Why is there such a performance difference between multiplying float matrices and other kinds of matrices? I understand float matrices hit BLAS which is heavily optimized. But is this a fundamental difference or or just that we are lacking a “BLAS for boolean matrices” for example?
Can we expect that in the future with a generic Julia implementation of BLAS this difference will disappear?
Is there a package one can use now to speedup boolean matrices?
As suggested by @antoine-levitt, it is interesting to look at the non-BLAS float matmul currently implemented in Julia.
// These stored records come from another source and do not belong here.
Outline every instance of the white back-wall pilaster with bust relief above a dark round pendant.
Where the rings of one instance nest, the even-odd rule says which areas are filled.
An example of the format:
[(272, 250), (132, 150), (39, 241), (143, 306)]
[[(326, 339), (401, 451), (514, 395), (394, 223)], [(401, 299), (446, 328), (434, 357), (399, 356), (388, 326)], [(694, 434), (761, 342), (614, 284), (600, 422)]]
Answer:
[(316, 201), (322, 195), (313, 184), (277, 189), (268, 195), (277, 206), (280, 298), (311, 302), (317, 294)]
Interesting this is also quite faster than the boolean matrix matmul. Is there some intrinsic difficulty in multiplying against boolean matrices?
Notice that a fast boolean matrix matmul could be useful in deep learning for one-hot represented data.
If the one-hot data could be represented as BitArray the memory usage would be quite smaller.
Hm, generic_matmatmul still does something fancy (see _generic_matmatmul! in LinearAlgebra/src/matmul.jl) so that’s not quite a plain comparison. You’d have to code your own three-loops algorithm to compare. If you want fast bool matmuls, maybe take a look at GitHub - JuliaLinearAlgebra/Octavian.jl: Multi-threaded BLAS-like library that provides pure Julia matrix multiplication
Using Octavian things are faster:
But float matmul still wins significantly.
Unfortunately Octavian doesn’t seem to work with
Are you interested in a Matmul with an addition where 1+1 = 1 or 1+1=0?
The performance difference comes from indexing into a BitArray which involves slicing to get Int with the correct value. It could be implement a lot faster by bit level boolean operation by and-ing the two vectors and then either checking whether it is non-zero (when 1+1=1) or checking the last bit of the intrinsic popcount (when you want 1+1=0).